Corrosive saliva dripped onto my collarbone, burning through my shirt like acid.
The contact was electric.
As my palms pressed against the violent, thundering heartbeat of the monster, something deep inside me—something buried under years of submissive training—snapped awake.
The strength that surged through me felt nothing like adrenaline.
It was a cold, oceanic pressure.
My blood began to hum.
The sensation started in my marrow, a resonant vibration rushing through my veins.
The mark of the severed Mate Bond on my neck suddenly felt like a drop of absolute-zero ice.
The air in the room became a vacuum.
A heavy, ancient silence slammed down, crushing the noise of the battle outside.
A scent exploded from my pulse points.
My natural lavender scent vanished, replaced by the smell of deep earth and frozen stone—a power that had ruled these mountains centuries before the first Alpha.
The Feral froze.
Its jaw was mere inches from my face.
It stopped moving.
Its single yellow eye widened, the pupil shrinking.
For three agonizing seconds, the madness receded.
The sickly yellow flickered, replaced by a momentary flash of clear amber—the eye of a normal wolf.
The monster let out a sound that wasn't a snarl, but a high, thin, terribly human whimper of agony.
It was the sound of a trapped soul realizing what its body had become.
The Feral hesitated.
Its claws retracted from my legs.
It took a jerky step backward, shaking its massive head as if trying to dislodge a parasite.
But the cost was tearing me apart.
Pressure in my head spiked.
A hot rush of copper flooded my mouth, and blood poured from my nose, dripping down my chin to mix with the monster's saliva.
My vision blurred into static.
My temperature plummeted until I began to convulse, my teeth chattering violently.
I couldn't hold it.
The scent and the hum in my blood collapsed, draining out of me and leaving an empty, freezing void.
The Feral shook its head, clear amber vanishing instantly, swallowed by rabid yellow.
The madness rushed back.
But before it could lunge, a shadow filled the doorway.
Raizel.
He moved faster than my blurring eyes could track.

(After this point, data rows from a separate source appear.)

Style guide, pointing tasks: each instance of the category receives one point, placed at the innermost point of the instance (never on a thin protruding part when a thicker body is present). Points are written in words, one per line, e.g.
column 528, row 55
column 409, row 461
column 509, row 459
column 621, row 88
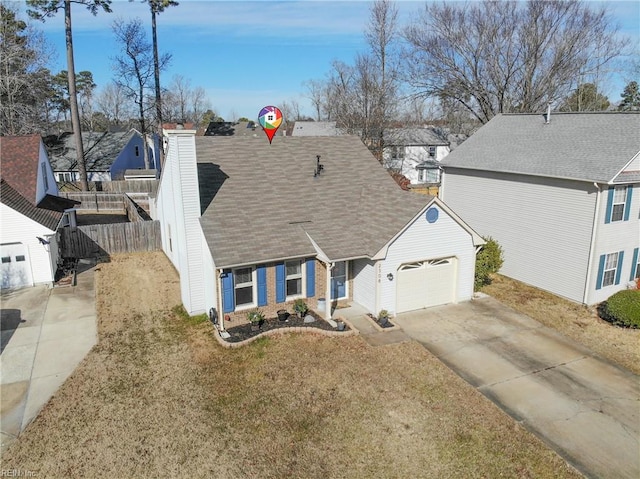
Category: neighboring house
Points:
column 30, row 213
column 315, row 128
column 561, row 194
column 248, row 224
column 109, row 155
column 415, row 153
column 227, row 128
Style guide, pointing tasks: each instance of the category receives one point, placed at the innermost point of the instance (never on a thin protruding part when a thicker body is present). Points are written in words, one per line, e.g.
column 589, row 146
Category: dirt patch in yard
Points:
column 582, row 324
column 158, row 397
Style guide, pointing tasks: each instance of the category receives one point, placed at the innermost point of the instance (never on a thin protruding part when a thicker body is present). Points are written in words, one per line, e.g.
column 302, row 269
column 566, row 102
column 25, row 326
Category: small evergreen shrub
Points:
column 488, row 261
column 622, row 309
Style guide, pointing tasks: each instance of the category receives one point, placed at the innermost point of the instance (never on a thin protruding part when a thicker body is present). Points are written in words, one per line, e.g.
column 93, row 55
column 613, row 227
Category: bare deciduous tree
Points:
column 112, row 103
column 495, row 57
column 24, row 79
column 135, row 70
column 41, row 9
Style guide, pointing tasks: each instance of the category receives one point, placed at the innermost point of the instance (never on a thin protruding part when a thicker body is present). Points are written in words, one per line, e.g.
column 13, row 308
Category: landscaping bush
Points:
column 488, row 261
column 622, row 309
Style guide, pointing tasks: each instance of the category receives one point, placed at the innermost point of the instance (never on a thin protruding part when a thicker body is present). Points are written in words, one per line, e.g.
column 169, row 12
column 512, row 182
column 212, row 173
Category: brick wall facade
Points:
column 272, row 307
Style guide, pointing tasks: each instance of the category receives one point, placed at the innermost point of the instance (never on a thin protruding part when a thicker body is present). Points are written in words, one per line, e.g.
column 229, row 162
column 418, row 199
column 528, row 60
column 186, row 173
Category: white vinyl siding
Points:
column 294, row 280
column 413, row 155
column 24, row 230
column 244, row 285
column 619, row 201
column 423, row 241
column 610, row 269
column 544, row 225
column 178, row 209
column 364, row 284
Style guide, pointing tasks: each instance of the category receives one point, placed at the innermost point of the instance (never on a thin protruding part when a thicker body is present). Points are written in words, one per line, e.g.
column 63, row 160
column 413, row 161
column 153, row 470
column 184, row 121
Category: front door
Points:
column 339, row 280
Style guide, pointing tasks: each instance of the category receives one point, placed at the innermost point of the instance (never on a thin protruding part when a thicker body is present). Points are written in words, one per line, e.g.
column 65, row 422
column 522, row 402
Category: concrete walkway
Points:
column 582, row 406
column 46, row 332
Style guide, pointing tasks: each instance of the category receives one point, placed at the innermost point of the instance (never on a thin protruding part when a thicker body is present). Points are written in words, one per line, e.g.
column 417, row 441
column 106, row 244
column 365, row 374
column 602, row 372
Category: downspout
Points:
column 594, row 231
column 219, row 300
column 327, row 312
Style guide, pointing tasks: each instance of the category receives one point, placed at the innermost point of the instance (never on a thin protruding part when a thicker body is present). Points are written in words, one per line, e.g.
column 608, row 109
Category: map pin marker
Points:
column 270, row 119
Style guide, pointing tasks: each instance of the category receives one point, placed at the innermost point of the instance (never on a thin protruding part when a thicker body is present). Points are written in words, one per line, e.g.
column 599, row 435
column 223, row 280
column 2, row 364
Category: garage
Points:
column 423, row 284
column 15, row 268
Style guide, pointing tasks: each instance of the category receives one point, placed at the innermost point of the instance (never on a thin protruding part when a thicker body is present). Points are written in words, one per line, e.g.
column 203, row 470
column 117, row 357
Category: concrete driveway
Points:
column 585, row 408
column 45, row 334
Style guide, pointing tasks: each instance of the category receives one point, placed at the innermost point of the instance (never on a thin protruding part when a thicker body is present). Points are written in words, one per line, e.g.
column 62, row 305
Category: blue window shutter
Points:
column 607, row 218
column 627, row 206
column 281, row 294
column 619, row 268
column 634, row 265
column 228, row 300
column 311, row 278
column 261, row 272
column 600, row 271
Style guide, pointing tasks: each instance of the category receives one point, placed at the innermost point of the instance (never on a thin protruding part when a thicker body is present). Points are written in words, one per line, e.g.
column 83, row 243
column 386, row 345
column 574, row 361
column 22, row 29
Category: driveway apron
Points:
column 45, row 335
column 584, row 407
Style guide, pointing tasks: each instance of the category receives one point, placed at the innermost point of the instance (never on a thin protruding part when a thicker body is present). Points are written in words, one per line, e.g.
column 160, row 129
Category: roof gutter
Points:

His blackened steel blade drove through the Feral's neck, severing the spinal cord.
The monster collapsed like a puppet with cut strings, dead before it registered the strike.
Raizel pulled his blade free, black bile sizzling on the floor.
His face was splattered with blood, his chest heaving slightly—the only sign he had fought through a courtyard of horrors to reach the tower.
He looked at the dead monster, then slowly turned his gaze down to me.
I was huddled against the wall, shivering uncontrollably, blood pouring from my nose.
I looked like the weakest thing in the Borderlands.
But Raizel's golden eyes were wide, the pupils blown dark.
He was staring at me, his nostrils flaring as he caught the lingering remnants of the scent.
He had seen the Feral hesitate.
He had seen a rabid monster momentarily regain its sanity.
He didn't step forward to help me up.
He offered no word of comfort.
The silence between us stretched, heavier than the corpses below.
The way he looked at me had changed.
I was no longer a victim or a spy.
I was a liability he couldn't afford to discard—a variable that threatened the foundation of his border.
He looked at me like a question that could kill his entire pack if he answered it wrong.
"You're not supposed to be able to do that," he said, his voice low and dangerous.